It is known that symmetric Sinkhorn algorithm in fact minimizes KL divergence [2,3]. In 1, authors present a method to minimize the Euclidean distance. This is called BBS (Bregmanian Bi-Stochastication). It is reported that BBS algorithm using the Euclidian distance has noticeably better potential of producing good clustering results than the SK algorithm, while Sinkhorn performs better in terms of doubly stochasticity.
(1) Learning a Bi-Stochastic Data Similarity Matrix, Fei Lang, Ping Li, Arnd Christian Konig
(2) J. N. Darroch and D. Ratcliff.
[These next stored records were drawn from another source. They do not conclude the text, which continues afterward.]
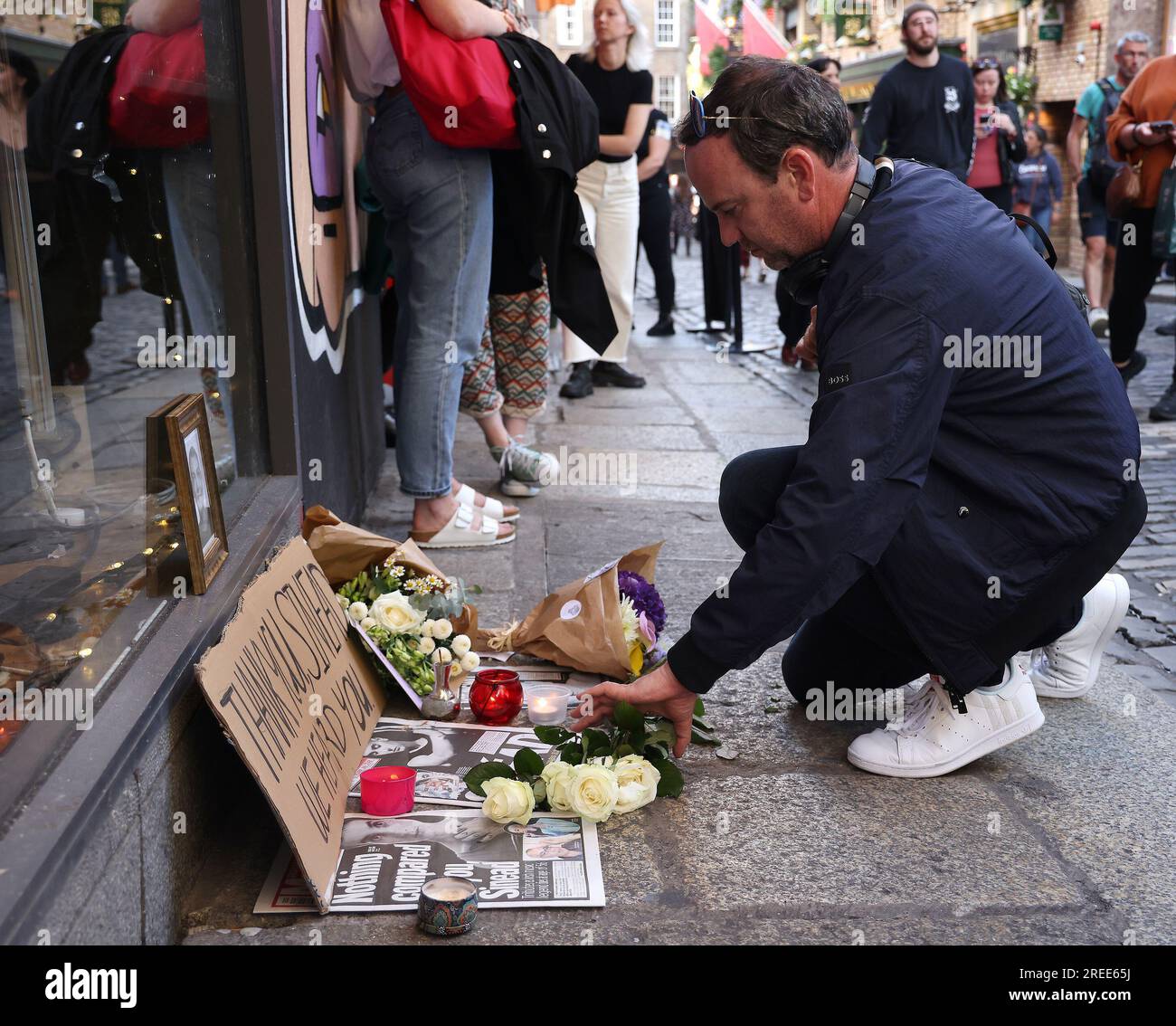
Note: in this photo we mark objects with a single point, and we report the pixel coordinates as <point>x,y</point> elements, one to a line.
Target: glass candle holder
<point>495,697</point>
<point>447,907</point>
<point>547,704</point>
<point>387,790</point>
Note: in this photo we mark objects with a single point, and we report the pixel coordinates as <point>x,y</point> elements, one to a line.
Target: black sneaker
<point>1165,408</point>
<point>579,383</point>
<point>1136,364</point>
<point>608,372</point>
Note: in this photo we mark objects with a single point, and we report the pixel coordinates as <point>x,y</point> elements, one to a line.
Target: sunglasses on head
<point>698,116</point>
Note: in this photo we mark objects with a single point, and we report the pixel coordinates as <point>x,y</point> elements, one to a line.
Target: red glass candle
<point>387,790</point>
<point>495,697</point>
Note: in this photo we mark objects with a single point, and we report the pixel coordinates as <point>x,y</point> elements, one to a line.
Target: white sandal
<point>460,533</point>
<point>493,508</point>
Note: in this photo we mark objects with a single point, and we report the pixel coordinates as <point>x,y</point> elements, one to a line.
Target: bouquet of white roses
<point>407,615</point>
<point>595,774</point>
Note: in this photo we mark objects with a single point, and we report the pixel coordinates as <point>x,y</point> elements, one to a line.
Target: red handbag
<point>156,74</point>
<point>461,90</point>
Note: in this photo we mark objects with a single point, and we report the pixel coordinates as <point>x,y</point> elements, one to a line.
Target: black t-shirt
<point>658,125</point>
<point>614,92</point>
<point>924,114</point>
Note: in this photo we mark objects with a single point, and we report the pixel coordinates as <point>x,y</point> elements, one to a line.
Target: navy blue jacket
<point>942,476</point>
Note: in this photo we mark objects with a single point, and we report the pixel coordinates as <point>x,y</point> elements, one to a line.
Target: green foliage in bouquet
<point>411,650</point>
<point>630,735</point>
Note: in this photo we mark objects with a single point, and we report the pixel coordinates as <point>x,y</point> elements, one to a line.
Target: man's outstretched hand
<point>655,694</point>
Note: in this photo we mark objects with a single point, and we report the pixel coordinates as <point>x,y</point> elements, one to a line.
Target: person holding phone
<point>1141,129</point>
<point>1000,144</point>
<point>1038,186</point>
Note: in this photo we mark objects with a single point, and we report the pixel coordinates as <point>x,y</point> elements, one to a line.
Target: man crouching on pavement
<point>971,472</point>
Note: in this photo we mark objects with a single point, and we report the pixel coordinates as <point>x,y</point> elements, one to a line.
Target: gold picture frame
<point>198,494</point>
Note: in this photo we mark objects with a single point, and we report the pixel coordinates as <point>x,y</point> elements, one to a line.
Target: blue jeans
<point>438,202</point>
<point>1042,216</point>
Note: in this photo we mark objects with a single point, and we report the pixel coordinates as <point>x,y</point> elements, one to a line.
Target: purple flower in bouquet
<point>643,595</point>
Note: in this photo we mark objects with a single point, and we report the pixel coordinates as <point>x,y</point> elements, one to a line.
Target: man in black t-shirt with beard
<point>922,109</point>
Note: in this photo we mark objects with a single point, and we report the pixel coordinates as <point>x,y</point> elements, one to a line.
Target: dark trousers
<point>859,641</point>
<point>653,237</point>
<point>1135,273</point>
<point>718,270</point>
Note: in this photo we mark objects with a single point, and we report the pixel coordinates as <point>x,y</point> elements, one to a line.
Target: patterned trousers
<point>509,372</point>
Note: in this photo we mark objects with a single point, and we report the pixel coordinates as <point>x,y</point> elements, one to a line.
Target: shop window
<point>569,24</point>
<point>666,23</point>
<point>113,304</point>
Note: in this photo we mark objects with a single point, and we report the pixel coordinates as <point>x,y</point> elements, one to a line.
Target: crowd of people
<point>922,107</point>
<point>440,207</point>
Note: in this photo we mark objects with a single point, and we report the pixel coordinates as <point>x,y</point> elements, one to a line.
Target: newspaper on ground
<point>551,862</point>
<point>442,755</point>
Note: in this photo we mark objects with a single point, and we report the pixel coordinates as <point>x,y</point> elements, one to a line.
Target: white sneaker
<point>1098,321</point>
<point>524,470</point>
<point>1069,668</point>
<point>930,738</point>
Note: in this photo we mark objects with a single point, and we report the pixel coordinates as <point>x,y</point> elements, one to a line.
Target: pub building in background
<point>1055,47</point>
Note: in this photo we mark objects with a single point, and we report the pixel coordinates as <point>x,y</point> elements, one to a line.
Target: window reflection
<point>110,259</point>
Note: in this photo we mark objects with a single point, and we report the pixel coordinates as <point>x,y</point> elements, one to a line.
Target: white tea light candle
<point>547,704</point>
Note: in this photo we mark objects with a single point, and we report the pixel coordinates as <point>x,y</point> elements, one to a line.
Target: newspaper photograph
<point>442,755</point>
<point>552,862</point>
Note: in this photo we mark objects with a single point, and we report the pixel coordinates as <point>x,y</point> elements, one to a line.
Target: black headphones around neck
<point>804,277</point>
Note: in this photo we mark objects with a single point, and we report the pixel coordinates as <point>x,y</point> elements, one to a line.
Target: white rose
<point>593,792</point>
<point>636,779</point>
<point>557,778</point>
<point>395,614</point>
<point>508,800</point>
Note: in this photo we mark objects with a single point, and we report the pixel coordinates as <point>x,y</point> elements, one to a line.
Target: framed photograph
<point>165,564</point>
<point>198,496</point>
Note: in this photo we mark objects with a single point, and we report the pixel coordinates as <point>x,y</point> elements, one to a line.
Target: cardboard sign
<point>298,701</point>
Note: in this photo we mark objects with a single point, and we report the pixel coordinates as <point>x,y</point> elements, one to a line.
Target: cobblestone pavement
<point>1145,645</point>
<point>1063,837</point>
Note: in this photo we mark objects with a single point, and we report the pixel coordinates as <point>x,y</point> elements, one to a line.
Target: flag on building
<point>709,27</point>
<point>761,35</point>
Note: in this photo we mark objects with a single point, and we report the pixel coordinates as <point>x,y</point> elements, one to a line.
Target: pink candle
<point>387,790</point>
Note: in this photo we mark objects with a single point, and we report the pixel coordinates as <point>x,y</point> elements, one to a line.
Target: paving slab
<point>1066,837</point>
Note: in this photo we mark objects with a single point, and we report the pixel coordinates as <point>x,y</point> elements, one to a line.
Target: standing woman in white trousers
<point>612,71</point>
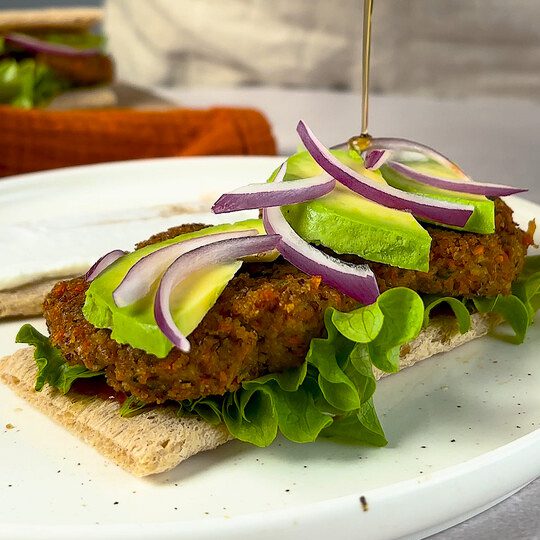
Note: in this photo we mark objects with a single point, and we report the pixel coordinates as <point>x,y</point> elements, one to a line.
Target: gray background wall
<point>23,4</point>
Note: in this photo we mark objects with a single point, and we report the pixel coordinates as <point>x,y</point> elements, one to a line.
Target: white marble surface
<point>492,139</point>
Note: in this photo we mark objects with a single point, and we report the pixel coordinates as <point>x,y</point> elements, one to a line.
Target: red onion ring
<point>276,193</point>
<point>356,281</point>
<point>140,277</point>
<point>435,210</point>
<point>37,46</point>
<point>476,188</point>
<point>192,261</point>
<point>405,145</point>
<point>374,159</point>
<point>102,263</point>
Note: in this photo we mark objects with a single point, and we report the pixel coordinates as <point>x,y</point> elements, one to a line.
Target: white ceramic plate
<point>463,427</point>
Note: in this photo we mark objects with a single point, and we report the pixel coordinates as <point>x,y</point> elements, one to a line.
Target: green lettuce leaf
<point>403,312</point>
<point>52,366</point>
<point>28,83</point>
<point>460,310</point>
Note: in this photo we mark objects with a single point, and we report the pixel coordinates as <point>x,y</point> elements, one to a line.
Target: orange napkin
<point>34,140</point>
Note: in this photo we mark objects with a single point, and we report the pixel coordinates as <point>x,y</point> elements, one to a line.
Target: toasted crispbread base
<point>151,442</point>
<point>26,300</point>
<point>158,440</point>
<point>49,20</point>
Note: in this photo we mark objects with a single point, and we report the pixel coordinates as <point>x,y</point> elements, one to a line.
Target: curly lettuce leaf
<point>52,366</point>
<point>403,315</point>
<point>28,83</point>
<point>463,317</point>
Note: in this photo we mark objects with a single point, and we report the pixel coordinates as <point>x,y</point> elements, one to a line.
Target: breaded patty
<point>467,264</point>
<point>263,322</point>
<point>266,317</point>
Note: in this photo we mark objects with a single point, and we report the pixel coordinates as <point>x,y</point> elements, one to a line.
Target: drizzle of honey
<point>361,142</point>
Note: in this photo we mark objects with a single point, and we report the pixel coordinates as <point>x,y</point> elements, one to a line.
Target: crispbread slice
<point>158,440</point>
<point>52,19</point>
<point>152,442</point>
<point>26,300</point>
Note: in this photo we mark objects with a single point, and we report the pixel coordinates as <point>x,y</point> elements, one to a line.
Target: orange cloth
<point>34,140</point>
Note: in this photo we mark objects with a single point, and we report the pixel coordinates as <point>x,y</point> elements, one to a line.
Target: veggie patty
<point>267,316</point>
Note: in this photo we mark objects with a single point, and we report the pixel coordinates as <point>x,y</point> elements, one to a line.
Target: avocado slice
<point>482,219</point>
<point>135,324</point>
<point>348,223</point>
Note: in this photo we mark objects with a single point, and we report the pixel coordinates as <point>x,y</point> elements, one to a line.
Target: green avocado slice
<point>483,217</point>
<point>348,223</point>
<point>135,324</point>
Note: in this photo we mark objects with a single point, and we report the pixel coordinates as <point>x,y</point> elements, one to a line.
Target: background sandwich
<point>47,53</point>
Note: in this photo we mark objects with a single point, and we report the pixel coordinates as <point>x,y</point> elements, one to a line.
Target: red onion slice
<point>137,283</point>
<point>405,145</point>
<point>374,159</point>
<point>37,46</point>
<point>468,186</point>
<point>276,193</point>
<point>102,263</point>
<point>197,259</point>
<point>435,210</point>
<point>357,281</point>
Generalized iterative scaling
for log-linear models. The Annals of Mathematical Statistics,
43(5):1470–1480, 1972.
(3) G. W. Soules. The rate of convergence of Sinkhorn balancing.
Linear Algebra and its Applications, 150:3 – 40, 1991.
Regarding the projection of an arbitrary (arguably non-positive matrix):
First, it is quite hard to project a matrix with negative entries. I would first project it onto the orthogonal matrices and then from there round it to the Birkhoff polytope. It is not a great procedure though, but a reasonable approach is given in :
(4) Approximating Orthogonal Matrices by Permutation Matrices, Alexander Barvinok, 2005
(5) Reparameterizing the Birkhoff Polytope for Variational Permutation Inference - See Doubly Stochastic Matrices in Stan.